Based on the information presented above, the committee developed three general conclusions and recommendations.

• Current Status of the High-Purity Chromium-Metal Industry—There is currently not a crisis within the international and domestic chromium-metal industries. Sufficient high-purity chromium metal is being produced domestically and internationally to satisfy the needs of the aerospace industry. The closure of the Tosoh plant in Japan has also made the domestic electrolytic chromium-metal industry even more economically secure. Thus the committee recommends that the government not take any special action to develop additional domestic suppliers of high-purity chromium metal.

• The National Defense Stockpile—The National Defense Stockpile is maintained by the Defense Stockpile Center of the Defense Logistics Agency. The purpose of the stockpile has been to provide the United States with a supply of strategic and critical raw material in the event of a national emergency. These materials can only be used for national security purposes. The National Defense Stockpile currently retains 7,700 metric tons of chromium metal, 3,500-4,500 metric tons of which is of aerospace quality. In the case of a national emergency, the 1994 stockpile inventory is sufficient to provide an approximate two-year supply of metal and sustain the aerospace industry until new aluminothermic and degassing facilities are brought into operation if (1) the metal is totally devoted to the aerospace industry, (2) the demand for chromium metal does not suddenly increase, and (3) the domestic source of metal is no longer in production. The recent collapse of the Soviet Union has caused the U.S. Department of Defense to reassess the quantities of materials required in the stockpile and to liquidate certain items. All indications suggest that the Department of Defense will most likely find little or no continuing need for any of the materials in the National Defense Stockpile, chromium metal included. The committee recommends that the National Defense Stockpile maintain and continually upgrade to industry standards a sufficient quantity of high-purity chromium metal to meet the industry's needs in the event of an emergency.
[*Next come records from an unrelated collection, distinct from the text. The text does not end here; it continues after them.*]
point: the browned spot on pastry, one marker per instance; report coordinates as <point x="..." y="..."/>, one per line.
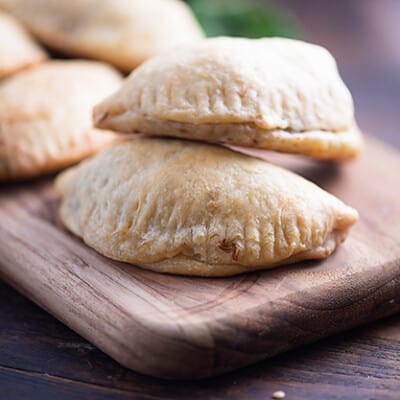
<point x="229" y="246"/>
<point x="243" y="91"/>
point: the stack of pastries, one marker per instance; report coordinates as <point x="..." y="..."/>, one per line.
<point x="174" y="199"/>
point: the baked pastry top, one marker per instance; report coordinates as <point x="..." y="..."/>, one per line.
<point x="272" y="93"/>
<point x="121" y="32"/>
<point x="198" y="209"/>
<point x="45" y="116"/>
<point x="17" y="50"/>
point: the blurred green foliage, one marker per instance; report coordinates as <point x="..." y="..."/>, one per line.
<point x="244" y="18"/>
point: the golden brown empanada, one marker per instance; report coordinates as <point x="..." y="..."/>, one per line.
<point x="121" y="32"/>
<point x="17" y="50"/>
<point x="277" y="94"/>
<point x="197" y="209"/>
<point x="45" y="116"/>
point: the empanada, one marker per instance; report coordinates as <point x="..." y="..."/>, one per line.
<point x="121" y="32"/>
<point x="17" y="50"/>
<point x="198" y="209"/>
<point x="45" y="116"/>
<point x="277" y="94"/>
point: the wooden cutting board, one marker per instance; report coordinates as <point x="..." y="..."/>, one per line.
<point x="178" y="327"/>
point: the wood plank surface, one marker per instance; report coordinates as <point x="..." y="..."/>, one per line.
<point x="155" y="323"/>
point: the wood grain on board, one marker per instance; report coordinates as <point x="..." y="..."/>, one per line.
<point x="178" y="327"/>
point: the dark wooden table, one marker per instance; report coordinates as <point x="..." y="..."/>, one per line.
<point x="41" y="359"/>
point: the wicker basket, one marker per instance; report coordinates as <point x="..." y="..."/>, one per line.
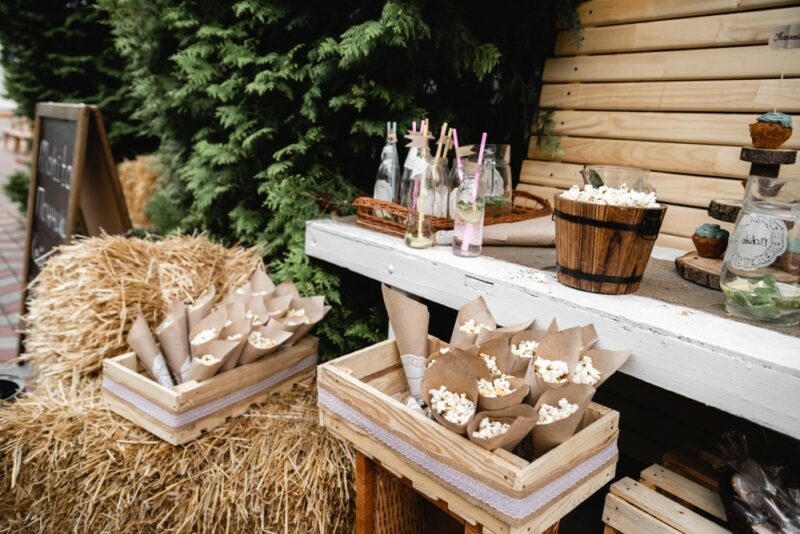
<point x="366" y="208"/>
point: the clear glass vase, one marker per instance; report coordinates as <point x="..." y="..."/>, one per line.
<point x="761" y="271"/>
<point x="470" y="209"/>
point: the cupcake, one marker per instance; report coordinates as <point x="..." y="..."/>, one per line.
<point x="710" y="240"/>
<point x="771" y="130"/>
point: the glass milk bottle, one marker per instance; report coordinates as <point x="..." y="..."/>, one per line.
<point x="470" y="207"/>
<point x="761" y="271"/>
<point x="419" y="200"/>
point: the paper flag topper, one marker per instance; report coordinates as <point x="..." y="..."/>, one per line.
<point x="785" y="37"/>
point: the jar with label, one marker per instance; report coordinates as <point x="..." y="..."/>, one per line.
<point x="761" y="271"/>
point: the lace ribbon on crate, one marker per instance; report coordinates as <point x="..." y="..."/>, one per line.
<point x="190" y="416"/>
<point x="516" y="508"/>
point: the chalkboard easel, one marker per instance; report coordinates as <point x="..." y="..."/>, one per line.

• Domestic capability—International production capacity of high-purity chromium metal is currently sufficient to supply the needs of the domestic aerospace industry in the event that the domestic chromium-metal industry should fail. Thus the commit-

tee concludes that no special action to subsidize the domestic supplier industry of high-purity chromium metal would be required by the government should the industry falter economically. If the foreign supplier market should also collapse, the 1994 stockpile appears sufficient to supply the domestic aerospace industry until new aluminothermic and degassing facilities for high-purity chromium metal are developed.

• High-Purity Chromium-Metal Qualification—Qualification of high-purity chromium metal has historically been linked to the process used to produce the metal. Improvements in the quality of vacuum-degassed aluminothermic chromium metal over the past 10 years have led to its increasing suitability and certification for high-purity aerospace applications. The committee recommends that chromium-metal specifications be disconnected from production methodology so that any material that meets the required end-product specifications is permissible.

This report is divided into six chapters. Chapter 1 presents an overview of the chromium-metal marketplace, including the nature of the market, the recent and pending supply and demand trends, and the prospects of shortages. Chapter 2 reviews the uses and specifications of high-purity chromium metal. Chapter 3 and Chapter 4 discuss the strengths and weaknesses of the main techniques for producing chromium metal. Chapter 5 presents the criteria for judging the reliability of a supplier company and the assessment of the four major international chromium-metal producers. Chapter 6 presents a number of potential economic scenarios that could result in shortages of high-purity chromium metal and the possible methods for resolving such scenarios.